In a world where talk is cheap, debut author Vanessa Diffenbaugh has written a captivating novel in which a single sprig of rosemary speaks louder than words. "The Language of Flowers" is the story of young Victoria Jones, a recently emancipated ward of the state who cares for no one and for nothing except the small garden she tends in a forgotten corner of a park in San Francisco. Slowly Victoria is drawn out of her hard shell when she meets and is hired by Renata, a neighborhood florist, and quickly becomes a local sensation when she creates arrangements that are for more than pure decoration. Victoria strictly adheres to the language of flowers that was popular during Victorian times -- a fern stands for "sincerity" while a pansy says "think of me" -- and when the pain of a life spent in the foster care system becomes more than she can bear, she uses her own "secret" language to express her emotions.

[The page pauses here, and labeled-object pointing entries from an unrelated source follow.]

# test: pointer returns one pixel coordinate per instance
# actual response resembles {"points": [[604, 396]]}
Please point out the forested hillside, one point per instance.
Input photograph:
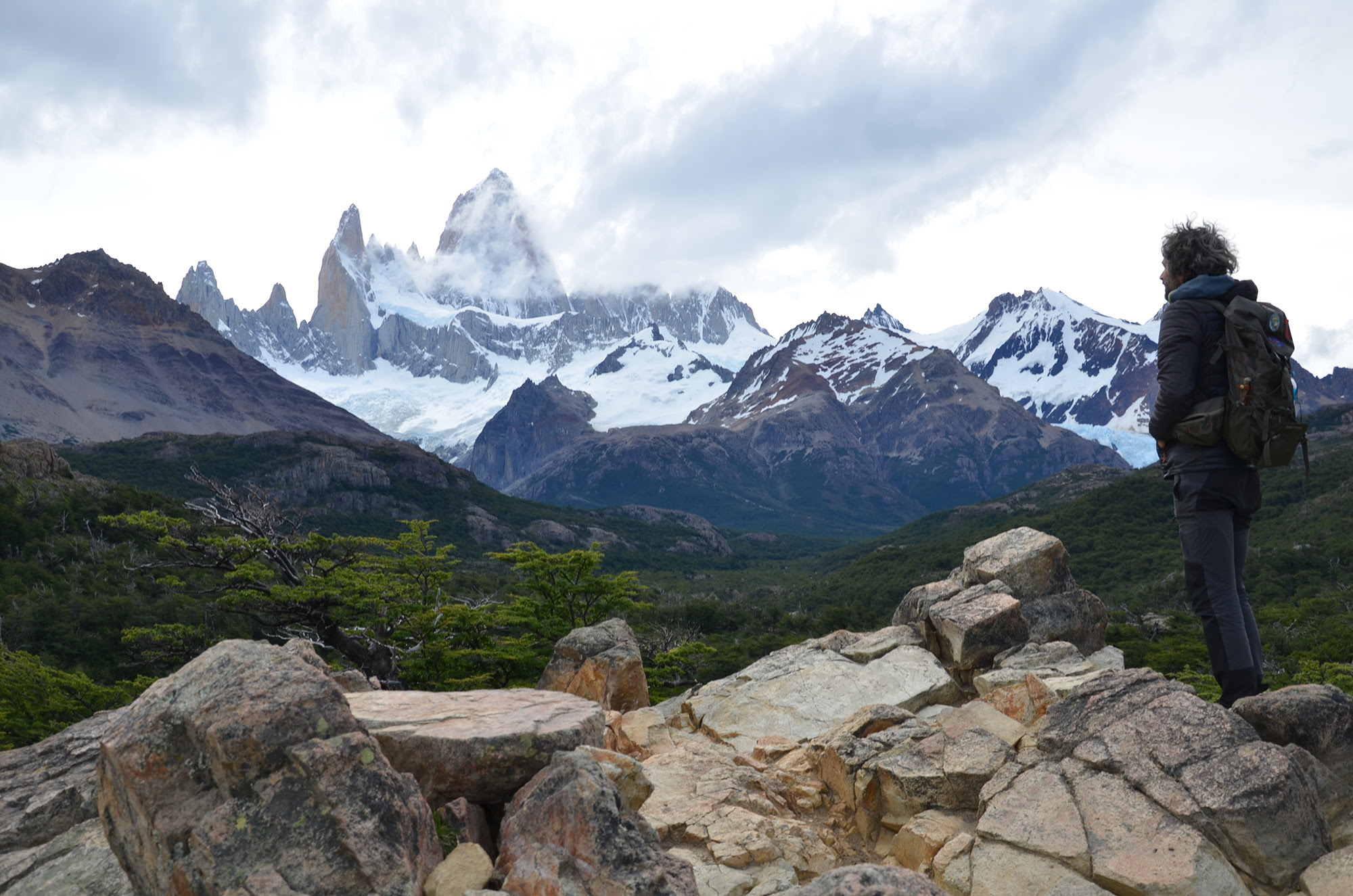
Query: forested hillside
{"points": [[76, 588]]}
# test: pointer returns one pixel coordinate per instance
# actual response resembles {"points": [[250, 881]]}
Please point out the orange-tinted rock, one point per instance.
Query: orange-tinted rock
{"points": [[1026, 701], [481, 745], [600, 662], [925, 834], [978, 624]]}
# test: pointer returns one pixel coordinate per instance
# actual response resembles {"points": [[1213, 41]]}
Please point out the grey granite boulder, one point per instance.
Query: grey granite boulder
{"points": [[978, 624], [570, 831], [804, 690], [915, 607], [868, 880], [1316, 717], [1030, 563], [600, 662], [481, 745], [1197, 762], [247, 765], [1075, 615]]}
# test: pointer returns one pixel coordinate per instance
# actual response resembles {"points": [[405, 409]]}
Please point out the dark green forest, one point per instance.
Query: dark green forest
{"points": [[90, 616]]}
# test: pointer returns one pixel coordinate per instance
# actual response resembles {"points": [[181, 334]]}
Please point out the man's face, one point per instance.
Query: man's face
{"points": [[1170, 279]]}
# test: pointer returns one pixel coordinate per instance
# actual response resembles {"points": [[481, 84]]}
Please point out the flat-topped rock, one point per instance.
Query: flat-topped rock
{"points": [[482, 745], [1030, 562], [802, 692], [978, 624]]}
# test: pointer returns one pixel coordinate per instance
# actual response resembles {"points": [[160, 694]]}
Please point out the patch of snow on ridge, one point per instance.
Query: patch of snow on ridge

Diffenbaugh's use of short alternating chapters of Victoria's past and present can be initially off-putting, but the reader will quickly adjust to its rhythm. As Victoria learns to open up to her burgeoning success, and a renewed relationship, she also confronts the pain of her past and bravely accepts her own limitations. "The Language of Flowers" deftly weaves the sweetness of newfound love with the heartache of past mistakes in a novel that will certainly change how you choose your next bouquet.